Allen Packwood, director of Britain’s Churchill Archives Centre, thinks so. “There’s a
danger in Churchill gaining a purely iconic status because that actually takes away
from his humanity,” he told the BBC. “He is this incredibly complex, contradictory and
larger-than-life human being and he wrestled with these contradictions during his
lifetime.”[6]

Churchill spoke his mind and he spoke it often. He did not do things by halves. He
rarely apologised. He lived by the rule of one of his most famous quotes: “Success is
not final, failure is not fatal: it is the courage to continue that counts.”
The fact is, Churchill’s views were wrong on race, wrong on Gandhi, wrong on
Gallipoli and wrong that women were incapable of casting a sensible vote. But he
was also a strident advocate for individual rights and looking out for those less
fortunate. And here’s another fact: Nazism, if left to flourish, would have been
catastrophic.

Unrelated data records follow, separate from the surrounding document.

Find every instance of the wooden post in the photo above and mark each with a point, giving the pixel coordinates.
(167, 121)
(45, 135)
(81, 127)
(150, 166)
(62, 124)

Churchill was among few who immediately saw that threat for what it
was – and helped to save the world (and our freedom to protest, incidentally) as a
result. When other UK Conservative leaders were suggesting it was time to make a
deal with Hitler, Churchill came out fighting: “If this long island story of ours is to end
at last, let it end only when each one of us lies choking in his own blood upon the
ground.”

As former US President Barack Obama has noted about historical reckoning more
generally: “The world is messy. There are ambiguities. People who do really good
stuff have flaws.”

So I say we should savour Churchill’s great bronze statue standing sentry outside the
mother of all parliaments. Wander around his towering form and take the time to
consider all sides of a complex, extraordinary man.